Today, it is unimaginable to arrive at a train station or airport without checking the status of the train or the flight that we plan to board. The ability to “track” a taxi in applications such as Uber and Ola, is a major reason for their massive adoption in spite of them being an expensive option. However, for millions of commuters using public transit — especially buses — in the major cities in India, journey planning is still offline and ad-hoc, due to the unavailability of information about the current operating routes and the real-time location of buses.

Photo by Markus Spiske on Unsplash

This has not only resulted in decreased ridership in buses, but also serious degradation in their services. As a result, many of the public transit commuters are left with no option but to use single-occupancy vehicles including taxis leading to congestion as well as pollution in cities. Some estimates suggest that the cost of congestion in Delhi, which includes loss of productivity, air pollution costs & costs of accidents will be ~USD15,000 million/year by 2030.

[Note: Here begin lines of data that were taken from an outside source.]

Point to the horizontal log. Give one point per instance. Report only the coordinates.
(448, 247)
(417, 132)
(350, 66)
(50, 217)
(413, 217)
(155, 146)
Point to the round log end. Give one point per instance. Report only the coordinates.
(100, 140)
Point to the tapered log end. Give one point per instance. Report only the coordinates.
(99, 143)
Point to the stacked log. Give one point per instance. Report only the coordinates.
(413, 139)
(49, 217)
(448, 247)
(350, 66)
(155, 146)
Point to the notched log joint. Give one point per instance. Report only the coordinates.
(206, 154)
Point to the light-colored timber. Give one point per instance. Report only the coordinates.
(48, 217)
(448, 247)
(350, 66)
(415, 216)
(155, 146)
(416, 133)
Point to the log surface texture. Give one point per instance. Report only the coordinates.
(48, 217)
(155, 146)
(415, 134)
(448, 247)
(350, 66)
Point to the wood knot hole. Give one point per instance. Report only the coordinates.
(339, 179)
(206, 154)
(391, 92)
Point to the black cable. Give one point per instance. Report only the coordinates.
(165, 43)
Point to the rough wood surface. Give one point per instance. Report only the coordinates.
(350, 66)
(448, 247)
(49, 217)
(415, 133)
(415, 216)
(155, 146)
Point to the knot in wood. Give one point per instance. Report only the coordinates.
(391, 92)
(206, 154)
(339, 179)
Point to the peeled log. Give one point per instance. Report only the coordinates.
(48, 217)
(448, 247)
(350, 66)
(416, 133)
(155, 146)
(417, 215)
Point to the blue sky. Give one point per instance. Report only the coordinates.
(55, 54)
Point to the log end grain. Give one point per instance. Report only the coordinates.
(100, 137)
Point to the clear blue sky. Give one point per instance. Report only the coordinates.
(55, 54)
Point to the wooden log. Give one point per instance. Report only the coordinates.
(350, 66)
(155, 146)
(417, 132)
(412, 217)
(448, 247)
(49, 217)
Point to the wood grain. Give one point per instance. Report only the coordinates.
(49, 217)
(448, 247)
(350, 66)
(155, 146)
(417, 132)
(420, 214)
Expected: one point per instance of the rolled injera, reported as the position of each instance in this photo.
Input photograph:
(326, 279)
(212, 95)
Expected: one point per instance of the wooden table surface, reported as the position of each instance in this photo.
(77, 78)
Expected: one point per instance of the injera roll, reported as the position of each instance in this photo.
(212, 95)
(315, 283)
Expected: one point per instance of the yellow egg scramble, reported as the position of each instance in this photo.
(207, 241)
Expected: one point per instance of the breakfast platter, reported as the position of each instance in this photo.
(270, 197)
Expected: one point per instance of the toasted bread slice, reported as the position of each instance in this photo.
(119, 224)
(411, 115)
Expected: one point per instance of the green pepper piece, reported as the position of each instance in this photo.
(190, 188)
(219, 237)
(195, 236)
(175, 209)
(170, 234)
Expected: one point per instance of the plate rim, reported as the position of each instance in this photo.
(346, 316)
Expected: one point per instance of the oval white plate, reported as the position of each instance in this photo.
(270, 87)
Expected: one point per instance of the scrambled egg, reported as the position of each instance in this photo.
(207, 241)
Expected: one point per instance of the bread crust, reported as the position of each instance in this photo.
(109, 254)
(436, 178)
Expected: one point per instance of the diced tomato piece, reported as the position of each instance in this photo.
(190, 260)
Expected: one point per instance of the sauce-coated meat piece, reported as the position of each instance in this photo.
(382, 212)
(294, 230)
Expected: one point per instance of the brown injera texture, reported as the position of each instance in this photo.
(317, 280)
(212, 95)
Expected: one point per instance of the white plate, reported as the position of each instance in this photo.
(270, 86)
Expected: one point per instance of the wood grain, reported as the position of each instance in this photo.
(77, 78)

An easy mechanism for commuters to find and track public transit options is the first step towards its wide-scale adoption. At the heart of this is an accurate public information system (PIS), which requires governments and transit agencies to transfer real-time data to developers who can in turn create the necessary protocols and applications to provide commuters the information and options they need. Many cities are beginning to understand the value of creating a robust PIS. Transport for London (TfL) for example, releases open data to developers to innovate solutions for citizens. Waze, a Google-owned navigation app, pulls TfL data along with police news feeds and crowdsourced information to provide commuters live traffic updates. It also provides TfL data on its buses, trains, roads, and on disruptions in the system, allowing the transit authority to respond quickly. In the United States, several government agencies and private players have come together to set up the Open Mobility Foundation, a global coalition to manage the growing number of vehicles and mobility options in cities. The objective of the foundation is to improve communication between cities and find ways to share real-time traffic management data to inform policy decisions.

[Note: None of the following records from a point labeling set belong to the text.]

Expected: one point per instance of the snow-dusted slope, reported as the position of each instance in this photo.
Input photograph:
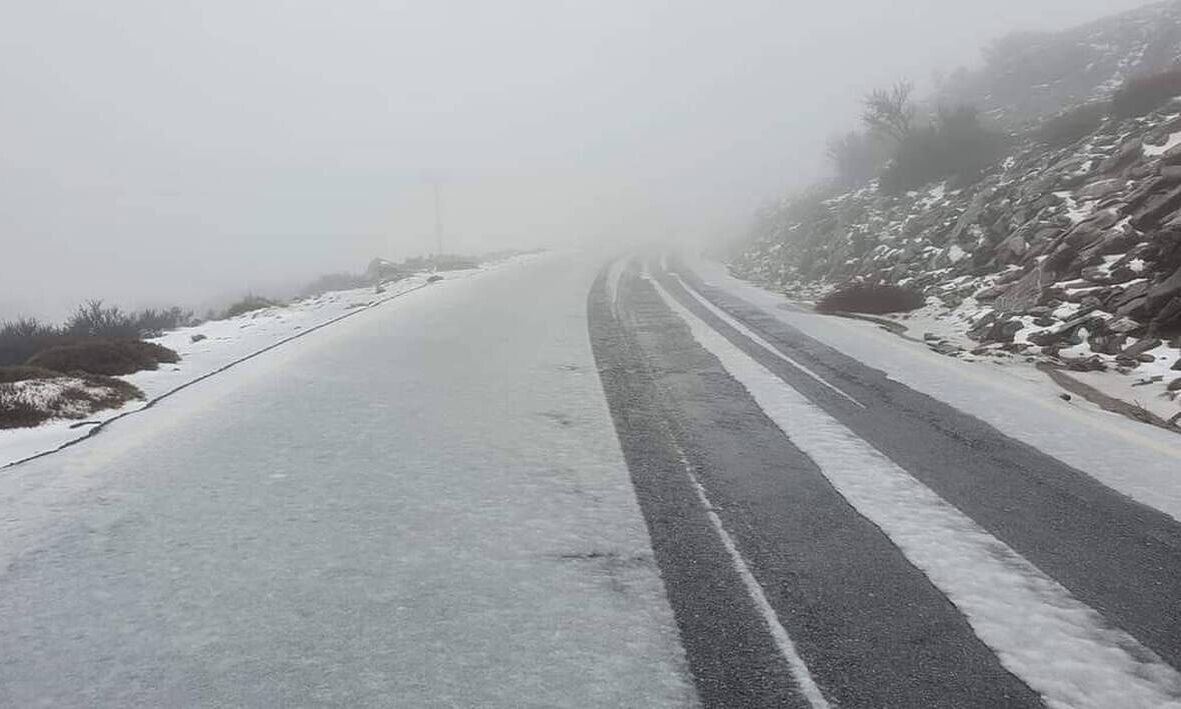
(1071, 255)
(211, 346)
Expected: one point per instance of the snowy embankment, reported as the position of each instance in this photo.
(208, 349)
(1011, 395)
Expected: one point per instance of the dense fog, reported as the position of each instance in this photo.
(187, 153)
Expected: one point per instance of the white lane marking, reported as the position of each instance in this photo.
(614, 274)
(787, 648)
(758, 339)
(1056, 644)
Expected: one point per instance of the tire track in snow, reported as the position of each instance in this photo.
(1062, 648)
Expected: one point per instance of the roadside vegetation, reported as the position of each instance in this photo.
(67, 370)
(870, 299)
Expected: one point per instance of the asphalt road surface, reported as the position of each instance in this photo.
(565, 485)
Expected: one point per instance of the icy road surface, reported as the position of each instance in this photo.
(424, 505)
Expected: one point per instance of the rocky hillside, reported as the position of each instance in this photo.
(1070, 254)
(1028, 76)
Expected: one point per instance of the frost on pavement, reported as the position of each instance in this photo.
(422, 506)
(1134, 459)
(1057, 645)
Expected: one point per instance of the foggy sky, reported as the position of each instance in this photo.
(174, 151)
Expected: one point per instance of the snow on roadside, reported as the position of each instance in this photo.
(209, 346)
(1056, 644)
(1137, 460)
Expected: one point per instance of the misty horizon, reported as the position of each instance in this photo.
(188, 155)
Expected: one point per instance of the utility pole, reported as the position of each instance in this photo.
(438, 221)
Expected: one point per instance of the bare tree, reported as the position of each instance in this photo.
(889, 111)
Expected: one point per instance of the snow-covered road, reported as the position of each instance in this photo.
(868, 544)
(422, 506)
(556, 483)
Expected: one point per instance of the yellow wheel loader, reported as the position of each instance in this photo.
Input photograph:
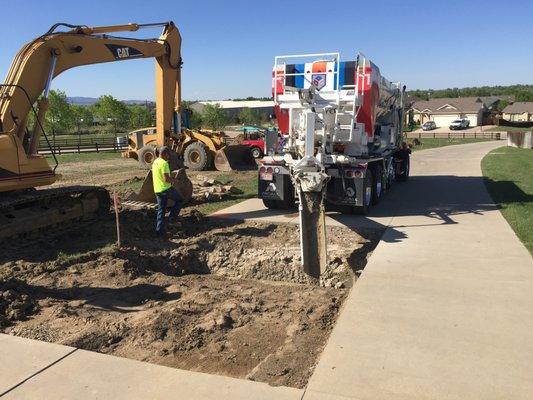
(199, 150)
(24, 209)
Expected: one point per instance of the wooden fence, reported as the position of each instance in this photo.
(82, 145)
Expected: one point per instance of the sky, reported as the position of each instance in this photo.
(228, 47)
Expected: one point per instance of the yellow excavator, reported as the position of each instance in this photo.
(25, 91)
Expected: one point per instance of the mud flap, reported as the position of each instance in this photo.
(313, 233)
(234, 157)
(184, 187)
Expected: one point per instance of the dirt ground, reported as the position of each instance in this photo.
(216, 296)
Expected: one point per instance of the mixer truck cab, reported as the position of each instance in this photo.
(340, 124)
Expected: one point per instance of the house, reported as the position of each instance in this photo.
(518, 111)
(234, 107)
(444, 111)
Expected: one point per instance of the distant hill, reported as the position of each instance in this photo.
(517, 92)
(89, 101)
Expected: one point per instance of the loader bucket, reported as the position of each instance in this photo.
(184, 187)
(234, 157)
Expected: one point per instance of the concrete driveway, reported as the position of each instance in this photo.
(444, 308)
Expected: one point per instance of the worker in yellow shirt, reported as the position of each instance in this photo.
(164, 190)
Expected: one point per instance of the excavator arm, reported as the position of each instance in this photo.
(39, 61)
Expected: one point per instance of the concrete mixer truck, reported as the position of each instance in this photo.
(341, 132)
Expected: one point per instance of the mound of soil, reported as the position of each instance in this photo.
(217, 296)
(15, 303)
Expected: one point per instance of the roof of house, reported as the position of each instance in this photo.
(519, 107)
(448, 105)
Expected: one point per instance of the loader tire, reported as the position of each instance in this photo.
(146, 156)
(196, 156)
(256, 152)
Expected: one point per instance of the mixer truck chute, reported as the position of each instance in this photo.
(341, 128)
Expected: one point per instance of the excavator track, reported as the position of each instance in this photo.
(26, 213)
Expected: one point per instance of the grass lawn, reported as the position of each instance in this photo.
(509, 180)
(80, 157)
(430, 143)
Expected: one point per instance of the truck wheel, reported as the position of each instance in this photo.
(405, 175)
(256, 152)
(271, 204)
(378, 184)
(367, 195)
(146, 156)
(196, 156)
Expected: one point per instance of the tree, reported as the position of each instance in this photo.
(59, 117)
(83, 116)
(110, 110)
(249, 116)
(213, 116)
(140, 117)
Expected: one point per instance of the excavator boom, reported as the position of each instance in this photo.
(28, 82)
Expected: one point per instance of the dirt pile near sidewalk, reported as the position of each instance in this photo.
(217, 296)
(15, 303)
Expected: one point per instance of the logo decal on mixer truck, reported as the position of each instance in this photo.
(123, 52)
(319, 80)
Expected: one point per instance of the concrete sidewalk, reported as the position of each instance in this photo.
(444, 308)
(30, 369)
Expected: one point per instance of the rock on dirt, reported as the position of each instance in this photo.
(217, 296)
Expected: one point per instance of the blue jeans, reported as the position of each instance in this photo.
(162, 200)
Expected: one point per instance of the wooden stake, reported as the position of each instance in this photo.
(115, 202)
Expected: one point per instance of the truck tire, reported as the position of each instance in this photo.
(405, 175)
(196, 156)
(367, 195)
(271, 204)
(378, 184)
(256, 152)
(146, 156)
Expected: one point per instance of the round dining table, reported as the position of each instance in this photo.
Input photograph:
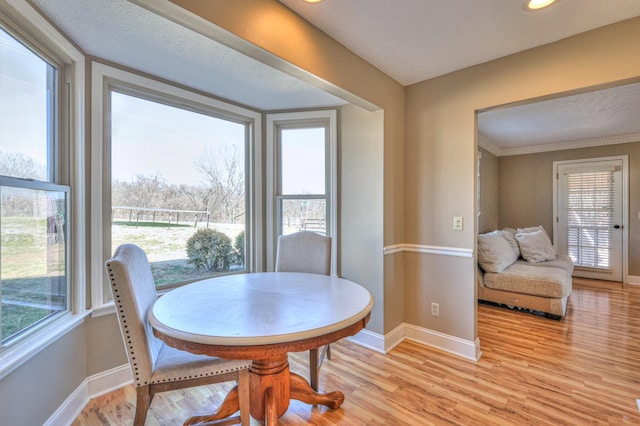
(262, 317)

In India, the Government of Delhi in collaboration with IIIT Delhi has created an open-transit-data (OTD) platform that shares both real-time locations of around 1800 orange buses which are currently being used by various researchers as well as private transit apps like Google maps, etc. The platform can be used to build a PIS that will be installed across bus stops in Delhi. The Delhi OTD can also be seamlessly merged into the Indian Urban Data Exchange (IUDX) — a data exchange supported by the Government of India to facilitate the sharing of data to ensure ‘data smart’ cities.

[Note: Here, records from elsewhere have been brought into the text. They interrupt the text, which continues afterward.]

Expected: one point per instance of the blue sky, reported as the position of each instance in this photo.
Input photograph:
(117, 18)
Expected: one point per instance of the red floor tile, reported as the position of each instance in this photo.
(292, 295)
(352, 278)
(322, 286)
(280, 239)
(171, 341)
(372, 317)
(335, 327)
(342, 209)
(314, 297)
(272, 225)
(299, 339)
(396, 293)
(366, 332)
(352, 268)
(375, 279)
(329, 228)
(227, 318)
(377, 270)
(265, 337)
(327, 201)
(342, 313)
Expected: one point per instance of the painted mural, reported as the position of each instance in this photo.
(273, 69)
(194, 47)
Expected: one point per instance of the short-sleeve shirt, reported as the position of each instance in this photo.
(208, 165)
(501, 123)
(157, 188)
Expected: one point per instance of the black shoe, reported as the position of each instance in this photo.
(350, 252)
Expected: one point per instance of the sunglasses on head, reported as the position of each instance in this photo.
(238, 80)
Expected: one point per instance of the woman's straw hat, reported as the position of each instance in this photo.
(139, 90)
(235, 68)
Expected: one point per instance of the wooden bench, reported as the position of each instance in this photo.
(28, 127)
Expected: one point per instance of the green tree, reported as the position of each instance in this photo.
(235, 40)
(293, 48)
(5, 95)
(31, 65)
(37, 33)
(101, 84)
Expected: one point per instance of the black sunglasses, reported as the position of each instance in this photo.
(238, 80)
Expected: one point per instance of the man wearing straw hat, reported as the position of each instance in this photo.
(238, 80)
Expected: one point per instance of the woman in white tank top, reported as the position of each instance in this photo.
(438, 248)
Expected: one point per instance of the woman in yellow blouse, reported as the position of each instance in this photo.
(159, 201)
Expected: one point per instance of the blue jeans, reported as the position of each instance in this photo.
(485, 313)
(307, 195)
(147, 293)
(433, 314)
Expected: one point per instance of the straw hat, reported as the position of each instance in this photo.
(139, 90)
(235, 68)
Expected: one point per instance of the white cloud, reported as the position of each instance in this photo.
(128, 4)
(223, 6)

However, in spite of the clear value, the transit/government agencies have not been fully convinced about the benefits of opening and sharing the mobility data. Major barriers include lack of technical and administrative support as well as the absence of governing laws and policies around sharing and opening mobility data. Another hurdle is the lack of technical capacity in the transit agencies to build reliable systems that make sharing seamless and easy to use for the application developers. More fundamentally, there is a lack of trust in the process of data sharing among stakeholders.

These challenges can be overcome by building intermediaries or data stewards who act as a mechanism between data owners such as transit agencies and private entities. Data stewards can be viewed as a trust layer to safeguard the rights of users and other stakeholders while making sure that data can be used for societal good. They maintain the quality, safety of data while encouraging stakeholders to collaborate. Data stewards can adopt different kinds of models such as trusts, collaboratives, stores, each of which addresses peculiar concerns of the stakeholders and enforces laws and regulations for different types of data and uses cases. For example, CCTV data can be useful to transit authorities and developers to access as it can be used for enforcement of traffic rules and understanding safety concerns better. However, CCTV data also contains personally identifiable information for commuters such as their biometric (facial images) data, vehicle number plates, etc. In this scenario, a steward will make sure that while the data is unlocked it is also secure, and developers are using it for specifically stated purposes and nothing beyond. The steward can also hold developers liable on any misconduct, and therefore, is a good way to build trust in the new processes of sharing.

These solutions are only as good as the intents they represent. It is undeniable that Indian cities need better mobility solutions. The Mayor of London imagines that 4 out 5 rides in London will be through public transit by 2040. If India wants to compete and deal with the myriad of issues that plagues its cities, the government must make its data available in a safe, secure, and reliable way to encourage innovation for its people.